Updated on August 10, 2022 10:03:15 AM EDT
Julys Consumer Price Index (CPI) was posted at 8:30 AM ET this morning, showing inflationary pressures were softer than thought last month. The overall CPI reading was unchanged while the more important core data rose 0.3%. Both readings were 0.2% below forecasts, signaling slowing inflation. This is very good news for bonds and mortgage rates because rising inflation makes a bond’s future fixed interest payment less appealing to investors and causes them to be sold at a discount that raises yields and mortgage pricing. Hopefully, this is a taste of what will be coming in similar reports over the next few months, signaling the worst of inflation is behind us.

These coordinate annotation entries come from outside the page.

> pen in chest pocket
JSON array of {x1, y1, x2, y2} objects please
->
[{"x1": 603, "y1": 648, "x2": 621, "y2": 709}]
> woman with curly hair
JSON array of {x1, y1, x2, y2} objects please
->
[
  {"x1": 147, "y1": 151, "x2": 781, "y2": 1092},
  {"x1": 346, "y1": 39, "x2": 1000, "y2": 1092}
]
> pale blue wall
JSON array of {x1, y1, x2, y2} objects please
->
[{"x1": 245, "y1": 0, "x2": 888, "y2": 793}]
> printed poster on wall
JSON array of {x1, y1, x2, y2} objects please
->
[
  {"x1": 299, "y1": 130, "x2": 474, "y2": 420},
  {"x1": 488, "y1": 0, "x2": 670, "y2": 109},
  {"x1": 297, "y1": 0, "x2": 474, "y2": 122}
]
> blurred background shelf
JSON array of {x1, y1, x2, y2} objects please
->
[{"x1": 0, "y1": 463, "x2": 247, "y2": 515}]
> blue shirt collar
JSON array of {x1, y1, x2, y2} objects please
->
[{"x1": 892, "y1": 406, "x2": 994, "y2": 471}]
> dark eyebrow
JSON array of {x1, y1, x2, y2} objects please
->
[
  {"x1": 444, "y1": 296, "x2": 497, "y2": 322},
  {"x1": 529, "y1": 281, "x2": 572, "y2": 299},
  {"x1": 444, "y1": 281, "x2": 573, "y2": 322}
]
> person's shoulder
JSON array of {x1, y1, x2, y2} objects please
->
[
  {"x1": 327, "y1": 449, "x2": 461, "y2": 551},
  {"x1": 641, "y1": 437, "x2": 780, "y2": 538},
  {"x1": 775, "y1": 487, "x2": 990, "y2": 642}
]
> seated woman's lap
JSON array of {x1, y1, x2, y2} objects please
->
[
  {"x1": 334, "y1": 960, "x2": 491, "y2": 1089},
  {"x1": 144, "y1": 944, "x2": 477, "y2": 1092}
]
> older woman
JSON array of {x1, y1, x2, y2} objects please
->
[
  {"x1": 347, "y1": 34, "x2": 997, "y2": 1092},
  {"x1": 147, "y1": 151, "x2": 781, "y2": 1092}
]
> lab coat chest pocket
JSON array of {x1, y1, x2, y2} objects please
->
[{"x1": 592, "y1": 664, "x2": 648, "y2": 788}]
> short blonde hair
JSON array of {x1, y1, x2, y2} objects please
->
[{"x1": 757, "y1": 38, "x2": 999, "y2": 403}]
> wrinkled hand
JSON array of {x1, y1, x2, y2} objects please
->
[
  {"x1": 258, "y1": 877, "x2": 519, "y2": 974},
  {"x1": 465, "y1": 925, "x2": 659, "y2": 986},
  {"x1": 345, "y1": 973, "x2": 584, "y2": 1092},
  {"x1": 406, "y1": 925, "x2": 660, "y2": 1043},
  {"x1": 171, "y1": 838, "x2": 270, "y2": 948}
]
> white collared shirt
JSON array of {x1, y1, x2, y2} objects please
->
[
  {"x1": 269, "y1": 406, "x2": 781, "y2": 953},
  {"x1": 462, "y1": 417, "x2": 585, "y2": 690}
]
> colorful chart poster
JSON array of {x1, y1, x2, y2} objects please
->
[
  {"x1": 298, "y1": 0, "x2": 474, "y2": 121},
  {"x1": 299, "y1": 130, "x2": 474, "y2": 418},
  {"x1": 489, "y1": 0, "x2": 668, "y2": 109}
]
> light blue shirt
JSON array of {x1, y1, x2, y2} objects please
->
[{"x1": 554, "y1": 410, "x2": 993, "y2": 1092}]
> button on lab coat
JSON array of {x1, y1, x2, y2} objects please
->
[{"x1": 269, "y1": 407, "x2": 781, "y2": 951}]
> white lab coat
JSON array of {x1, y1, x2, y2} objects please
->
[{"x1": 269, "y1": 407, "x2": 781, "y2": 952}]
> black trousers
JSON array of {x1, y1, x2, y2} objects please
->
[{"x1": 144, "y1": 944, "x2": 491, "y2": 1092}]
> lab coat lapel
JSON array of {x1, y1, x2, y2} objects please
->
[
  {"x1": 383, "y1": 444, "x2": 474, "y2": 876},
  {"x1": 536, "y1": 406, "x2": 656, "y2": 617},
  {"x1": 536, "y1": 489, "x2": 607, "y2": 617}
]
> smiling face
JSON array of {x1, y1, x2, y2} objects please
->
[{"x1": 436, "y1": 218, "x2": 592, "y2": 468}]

We also have the results of the 10-year Treasury Note auction to watch later today. They will be posted at 1:00 PM ET, making this an early afternoon event for rates. If there was a decent demand for the securities, indicating that interest in longer-term securities such as mortgage-related bonds is good, we could see an intraday downward revision to mortgage pricing before the end of the day. On the other hand, a lackluster interest may fuel bond selling and an upward change in rates. This process will be repeated tomorrow when 30-year Bonds are sold.
Tomorrow has two pieces of economic data scheduled for release. The monthly report will be Julys Producer Price Index (PPI) at 8:30 AM ET. It is the sister release of today’s CPI but measures inflation at the producer level of the economy instead of consumer level. Analysts are predicting an increase of 0.3% in the overall index and a rise of 0.4% in the core reading. Stronger than expected readings would be bad news for bonds and mortgage rates because inflation is the number one nemesis of the bond market as it erodes the value of a bonds future fixed interest payments. High inflation makes bonds less appealing to investors, leading to falling prices, rising yields and higher mortgage rates.
The day’s other report will be last week’s unemployment update that is expected to show 263,000 new claims for benefits were filed during the week. Rising claims is a sign of employment sector weakness, so the larger the number tomorrow, the better the news it is for rates. Since this is just a weekly update, the PPI will draw much more attention than this report will.